Meine eigentliche Frage: Wenn ich ein Objekt wie oben über CDI hole, ist das wirklich das gleichen, als wenn ich eines mit new erzeuge? WAs ist der Unterschied zwischen @EJB und @Inject

Ich hoffe mir kann jemand helfen!


----------



## Dompteur (15. Okt 2015)

Mit @Stateless bei der Klasse Produkt gibst du an, dass deine Objekte geshared werden können. Also eigentlich das, was du vermutest. Du greifst immer wieder auf gleiche Objekte zu.
Du benötigst @stateful. Damit wird jedes Mal eine eigene Objektinstanz erzeugt.


----------



## OnDemand (15. Okt 2015)

Oh man...Ich danke dir! Wer ich morgen gleich testen!

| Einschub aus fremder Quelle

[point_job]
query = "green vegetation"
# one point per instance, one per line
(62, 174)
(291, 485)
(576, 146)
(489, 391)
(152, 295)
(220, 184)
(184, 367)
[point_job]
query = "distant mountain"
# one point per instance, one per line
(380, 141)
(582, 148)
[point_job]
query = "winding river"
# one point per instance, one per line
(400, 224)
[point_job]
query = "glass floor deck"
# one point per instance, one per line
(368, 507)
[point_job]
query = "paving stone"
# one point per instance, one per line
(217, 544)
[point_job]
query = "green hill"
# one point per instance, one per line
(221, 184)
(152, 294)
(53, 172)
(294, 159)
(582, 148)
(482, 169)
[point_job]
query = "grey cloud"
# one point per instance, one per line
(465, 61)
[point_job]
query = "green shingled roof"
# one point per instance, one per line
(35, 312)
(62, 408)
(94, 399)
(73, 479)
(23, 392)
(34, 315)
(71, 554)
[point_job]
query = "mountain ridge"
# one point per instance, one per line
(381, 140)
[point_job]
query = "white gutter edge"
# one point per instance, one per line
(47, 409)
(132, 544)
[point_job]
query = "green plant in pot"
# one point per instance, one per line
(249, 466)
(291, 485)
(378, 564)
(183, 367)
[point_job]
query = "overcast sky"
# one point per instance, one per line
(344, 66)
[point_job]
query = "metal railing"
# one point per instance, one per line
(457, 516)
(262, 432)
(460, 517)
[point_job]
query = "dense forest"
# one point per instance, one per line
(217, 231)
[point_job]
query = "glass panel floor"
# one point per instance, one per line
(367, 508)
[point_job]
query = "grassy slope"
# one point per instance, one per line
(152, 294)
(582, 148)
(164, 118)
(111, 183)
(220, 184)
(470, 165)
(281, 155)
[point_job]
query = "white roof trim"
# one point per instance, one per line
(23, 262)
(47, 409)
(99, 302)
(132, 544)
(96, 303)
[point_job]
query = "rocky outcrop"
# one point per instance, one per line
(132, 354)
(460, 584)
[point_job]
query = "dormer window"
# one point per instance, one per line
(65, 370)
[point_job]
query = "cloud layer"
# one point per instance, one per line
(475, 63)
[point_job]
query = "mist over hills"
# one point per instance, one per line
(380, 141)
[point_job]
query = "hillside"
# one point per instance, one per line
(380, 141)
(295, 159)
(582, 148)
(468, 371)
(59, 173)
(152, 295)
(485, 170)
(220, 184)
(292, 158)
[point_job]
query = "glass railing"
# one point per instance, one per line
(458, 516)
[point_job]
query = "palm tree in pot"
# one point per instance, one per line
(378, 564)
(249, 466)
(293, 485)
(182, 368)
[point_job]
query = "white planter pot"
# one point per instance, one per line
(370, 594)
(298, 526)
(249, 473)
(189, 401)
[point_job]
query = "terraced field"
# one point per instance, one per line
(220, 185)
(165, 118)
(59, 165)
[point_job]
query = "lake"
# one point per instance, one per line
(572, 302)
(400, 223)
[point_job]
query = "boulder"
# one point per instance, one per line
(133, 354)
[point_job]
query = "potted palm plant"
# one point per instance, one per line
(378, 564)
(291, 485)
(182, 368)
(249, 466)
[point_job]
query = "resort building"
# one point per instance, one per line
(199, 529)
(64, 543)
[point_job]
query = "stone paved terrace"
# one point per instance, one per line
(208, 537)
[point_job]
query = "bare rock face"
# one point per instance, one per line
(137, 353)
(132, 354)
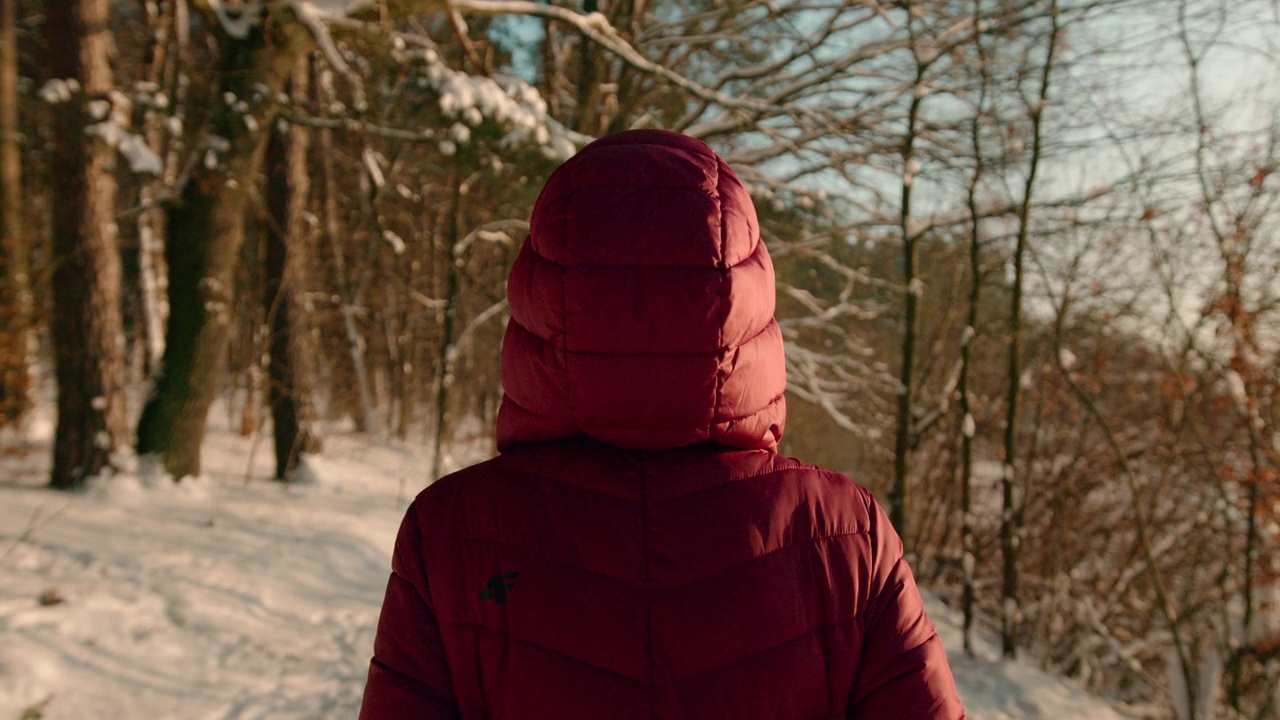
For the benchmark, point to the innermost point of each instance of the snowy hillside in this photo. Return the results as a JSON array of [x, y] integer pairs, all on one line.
[[233, 600]]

Weißt du den unterschied zwischen  ejb und inject?


----------



## OnDemand (15. Okt 2015)

Noch ne frage...sind dem Session beans überhaupt dafür gedacht in der Business logic benutzt zu werden? Mein Beispiel ist zum beispiel völlig unabhängig von irgendwelchen views oder Benutzereingaben. Das wird über nen timer gestartet. Sessionbean klingt danach, als nutzt man diese im Zusammenhang mit views und usersessions. 

Kann man neue  Objekte nicht auch herkömmlich per new erstellen?


----------



## stg (15. Okt 2015)

Hast du immer noch kein Buch zu den Grundlagen durchgelesen, wie ich es dir schon gefühlte tausend Mal ans Herz gelegt habe?



NicoDeluxe hat gesagt.:


> ..sind dem Session beans überhaupt dafür gedacht in der Business logic benutzt zu werden?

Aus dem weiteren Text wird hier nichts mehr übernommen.